The spokeswoman did not respond to any of our questions about the decision to impound Horner’s bus, including why her bus was a priority in the first place; whether the city considers extenuating circumstances like the fact that Horner planned to tow the bus herself; and whether the city considered it a positive outcome for Horner to lose her vehicle in exchange for a shelter offer she didn’t take. We also asked whether the city always considered it “a better outcome to move people out of vehicles and into other forms of shelter, including people who are high-functioning and don’t want or require intensive services”—again, with no response.

A spokeswoman for the KCRHA, which does not directly participate in sweeps, said that “outreach providers were active in trying to find an alternative resolution” to Horner’s situation. “She is independent and worked hard to get her bus up and running, and advocates were working to assist Chanel in various ways to help her keep her home.”

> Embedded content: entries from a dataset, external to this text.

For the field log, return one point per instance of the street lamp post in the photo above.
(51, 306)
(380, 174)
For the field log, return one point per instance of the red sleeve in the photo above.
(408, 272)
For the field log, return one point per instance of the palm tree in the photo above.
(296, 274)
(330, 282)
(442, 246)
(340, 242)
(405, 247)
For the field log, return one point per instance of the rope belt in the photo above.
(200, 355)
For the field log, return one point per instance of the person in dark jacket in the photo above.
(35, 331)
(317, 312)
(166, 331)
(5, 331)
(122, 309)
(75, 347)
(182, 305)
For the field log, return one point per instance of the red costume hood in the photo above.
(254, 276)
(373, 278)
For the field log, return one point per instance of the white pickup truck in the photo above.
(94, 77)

In June, KCRHA announced a contract with the Low-Income Housing Institute to to set up an RV “safe lot” for up to 50 vehicles at a time, with the goal of moving people quickly out of their RVs and into “stable, permanent housing.” Horner says she has no interest in that kind of arrangement; she wants to live in her RV, in a “trailer park” with other RV residents, with restrooms, regular trash service, and a community kitchen—kind of like a tiny house village, but without curfews, check-ins, and a commitment to moving out after a certain period.

“I’m really passionate about setting up the RV park,” Horner said. “I want to start the non-movement—because we’re not moving.”